Abstract

Echocardiography is a vital non-invasive modality for cardiac assessment, with left ventricular ejection fraction (LVEF) serving as a key indicator of heart function. Existing LVEF estimation methods depend on large-scale annotated video datasets, which are costly and limit adaptability across various clinical settings. Recent vision-language models for echocardiography, such as EchoCLIP, apply image-to-text pretraining but fail to capture crucial temporal dynamics and localized cardiac structures essential for accurate diagnosis. To address these challenges, we propose CardiacCLIP, a video-based framework that enhances LVEF prediction through attention-based frame aggregation and multi-resolution input scaling. Specifically, we introduce MFL (Multi Frame Learning), a novel attention-based mechanism for selectively fusing informative frames, and EchoZoom, a multi-scale feature extraction strategy that refines spatial representations of cardiac structures. As a novel adaptation of CLIP models for few-shot echocardiogram video analysis, our approach significantly improves diagnostic accuracy, reducing MAE by 2.07 on the EchoNet-Dynamic dataset under 1-shot setting. The code is available at https://github.com/xmed-lab/CardiacCLIP.

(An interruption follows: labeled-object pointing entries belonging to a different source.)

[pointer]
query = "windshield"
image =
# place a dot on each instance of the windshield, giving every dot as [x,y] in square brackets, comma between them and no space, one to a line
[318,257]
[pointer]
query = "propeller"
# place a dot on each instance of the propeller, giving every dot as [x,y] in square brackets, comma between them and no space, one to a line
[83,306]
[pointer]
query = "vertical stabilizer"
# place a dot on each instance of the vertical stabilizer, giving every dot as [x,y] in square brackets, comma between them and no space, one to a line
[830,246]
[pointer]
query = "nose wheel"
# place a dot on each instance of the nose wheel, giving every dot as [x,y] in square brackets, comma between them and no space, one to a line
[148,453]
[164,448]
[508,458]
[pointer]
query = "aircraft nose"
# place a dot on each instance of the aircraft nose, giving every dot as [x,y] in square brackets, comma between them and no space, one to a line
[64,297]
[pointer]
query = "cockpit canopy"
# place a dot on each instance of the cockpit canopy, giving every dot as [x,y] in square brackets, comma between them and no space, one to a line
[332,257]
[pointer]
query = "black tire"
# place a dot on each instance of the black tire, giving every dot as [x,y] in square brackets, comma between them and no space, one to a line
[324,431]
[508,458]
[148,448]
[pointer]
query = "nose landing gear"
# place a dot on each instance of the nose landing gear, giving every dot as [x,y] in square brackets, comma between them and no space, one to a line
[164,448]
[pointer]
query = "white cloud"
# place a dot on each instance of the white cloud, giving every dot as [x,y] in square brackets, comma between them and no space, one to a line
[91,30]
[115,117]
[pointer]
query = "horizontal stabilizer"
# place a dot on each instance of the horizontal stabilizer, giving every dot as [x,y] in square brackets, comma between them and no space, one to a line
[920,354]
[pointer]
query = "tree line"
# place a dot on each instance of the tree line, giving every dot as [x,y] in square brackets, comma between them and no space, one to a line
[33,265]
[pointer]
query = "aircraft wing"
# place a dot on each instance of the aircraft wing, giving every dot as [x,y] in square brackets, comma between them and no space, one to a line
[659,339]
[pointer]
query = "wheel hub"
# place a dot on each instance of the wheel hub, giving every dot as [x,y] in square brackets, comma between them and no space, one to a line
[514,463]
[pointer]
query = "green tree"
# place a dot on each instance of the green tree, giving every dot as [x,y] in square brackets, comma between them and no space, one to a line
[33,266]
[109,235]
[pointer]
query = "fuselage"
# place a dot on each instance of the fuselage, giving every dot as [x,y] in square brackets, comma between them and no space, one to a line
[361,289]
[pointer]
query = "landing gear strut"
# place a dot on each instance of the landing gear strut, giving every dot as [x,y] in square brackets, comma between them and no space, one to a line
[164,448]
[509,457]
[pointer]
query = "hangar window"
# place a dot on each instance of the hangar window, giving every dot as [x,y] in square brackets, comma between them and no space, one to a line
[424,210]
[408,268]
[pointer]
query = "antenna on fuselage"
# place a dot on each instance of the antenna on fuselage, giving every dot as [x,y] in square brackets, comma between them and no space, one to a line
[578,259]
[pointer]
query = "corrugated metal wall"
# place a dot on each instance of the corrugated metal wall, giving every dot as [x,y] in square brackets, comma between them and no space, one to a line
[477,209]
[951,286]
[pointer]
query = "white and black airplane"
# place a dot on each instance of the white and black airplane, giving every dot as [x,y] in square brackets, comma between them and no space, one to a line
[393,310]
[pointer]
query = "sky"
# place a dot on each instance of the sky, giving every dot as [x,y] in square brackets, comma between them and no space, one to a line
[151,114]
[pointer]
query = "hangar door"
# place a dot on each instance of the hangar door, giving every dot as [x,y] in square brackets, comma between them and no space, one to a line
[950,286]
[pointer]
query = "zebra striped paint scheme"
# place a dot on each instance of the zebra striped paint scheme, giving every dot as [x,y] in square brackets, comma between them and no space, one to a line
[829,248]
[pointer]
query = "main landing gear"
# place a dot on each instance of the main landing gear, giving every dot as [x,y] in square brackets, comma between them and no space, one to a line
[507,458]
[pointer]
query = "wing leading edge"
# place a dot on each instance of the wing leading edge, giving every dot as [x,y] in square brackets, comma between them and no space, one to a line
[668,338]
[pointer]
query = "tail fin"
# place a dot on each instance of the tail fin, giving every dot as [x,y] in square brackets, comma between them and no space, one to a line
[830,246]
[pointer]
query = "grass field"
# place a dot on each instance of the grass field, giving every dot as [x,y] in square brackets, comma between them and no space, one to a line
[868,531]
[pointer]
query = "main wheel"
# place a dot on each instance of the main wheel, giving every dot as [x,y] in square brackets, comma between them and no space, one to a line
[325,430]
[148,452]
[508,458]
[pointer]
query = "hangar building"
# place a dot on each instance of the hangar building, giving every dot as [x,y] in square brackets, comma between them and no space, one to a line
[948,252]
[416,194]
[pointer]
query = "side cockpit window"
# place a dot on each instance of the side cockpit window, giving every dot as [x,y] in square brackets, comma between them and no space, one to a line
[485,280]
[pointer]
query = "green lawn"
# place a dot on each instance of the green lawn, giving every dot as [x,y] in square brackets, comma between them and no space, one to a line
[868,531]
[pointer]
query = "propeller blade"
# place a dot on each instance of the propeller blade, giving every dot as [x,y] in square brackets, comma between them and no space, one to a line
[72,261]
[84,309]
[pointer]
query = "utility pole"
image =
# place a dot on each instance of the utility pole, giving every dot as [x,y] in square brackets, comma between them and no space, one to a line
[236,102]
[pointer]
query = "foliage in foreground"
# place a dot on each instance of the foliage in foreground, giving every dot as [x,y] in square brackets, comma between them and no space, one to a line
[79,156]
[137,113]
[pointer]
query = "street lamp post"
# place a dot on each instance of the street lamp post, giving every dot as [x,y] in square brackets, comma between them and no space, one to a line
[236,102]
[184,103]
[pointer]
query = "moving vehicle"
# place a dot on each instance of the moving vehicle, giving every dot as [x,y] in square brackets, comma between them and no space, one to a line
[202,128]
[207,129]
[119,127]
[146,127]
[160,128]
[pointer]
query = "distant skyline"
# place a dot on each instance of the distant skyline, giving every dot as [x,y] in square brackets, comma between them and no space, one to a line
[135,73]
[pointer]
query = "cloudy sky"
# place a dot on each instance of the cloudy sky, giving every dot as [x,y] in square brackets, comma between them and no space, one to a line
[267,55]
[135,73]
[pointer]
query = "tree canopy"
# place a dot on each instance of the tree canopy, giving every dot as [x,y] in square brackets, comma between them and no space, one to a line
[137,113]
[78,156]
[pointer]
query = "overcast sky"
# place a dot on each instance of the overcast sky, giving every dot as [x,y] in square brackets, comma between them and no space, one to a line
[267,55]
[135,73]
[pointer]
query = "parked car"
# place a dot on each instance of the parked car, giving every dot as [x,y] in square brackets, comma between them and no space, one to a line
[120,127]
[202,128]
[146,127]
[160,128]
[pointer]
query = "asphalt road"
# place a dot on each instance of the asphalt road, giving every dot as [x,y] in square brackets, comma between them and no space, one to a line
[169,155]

Links to Paper and Supplementary Materials

Main Paper (Open Access Version): https://papers.miccai.org/miccai-2025/paper/0034_paper.pdf

SharedIt Link: https://rdcu.be/eHwTb

SpringerLink (DOI): https://doi.org/10.1007/978-3-032-04971-1_5

Supplementary Material: Not Submitted

Link to the Code Repository

https://github.com/xmed-lab/CardiacCLIP

Link to the Dataset(s)

N/A

BibTex

@InProceedings{DuYao_CardiacCLIP_MICCAI2025,
        author = { Du, Yao AND Guo, Jiarong AND Li, Xiaomeng},
        title = { { CardiacCLIP: Video-based CLIP Adaptation for LVEF Prediction in a Few-shot Manner } },
        booktitle = {proceedings of Medical Image Computing and Computer Assisted Intervention -- MICCAI 2025},
        year = {2025},
        publisher = {Springer Nature Switzerland},
        volume = {LNCS 15964},
        month = {September},
        page = {46 -- 56}
}

Reviews

Review #1

Please describe the contribution of the paper

The authors introduce an adapted clip model specialized for LVEF prediction based on LVEF-relevant clinical text and echocardiograms. They introduce an attention-based aggregation scheme to selectively fuse frame representations from the CLIP image encoder (Multi-frame learning). In addition, they fuse features generated by inputting the echonet frames at multiple scales. They evaluate their method in the few-shot setting using the EchoNet dataset. They compare with traditional methods that do not incorporate textual information and other CLIP-based methods that do not contain the multi-frame learning mechanism or multi-resolution feature fusion.
Please list the major strengths of the paper: you should highlight a novel formulation, an original way to use data, demonstration of clinical feasibility, a novel application, a particularly strong evaluation, or anything else that is a strong aspect of this work. Please provide details, for instance, if a method is novel, explain what aspect is novel and why this is interesting.

The authors present a reasonable and apparently effective method for adapting CLIP to the video setting by aggregating frames via the attention mechanism in ref [14]. They also introduce a ““multi-resolution scaling strategy””.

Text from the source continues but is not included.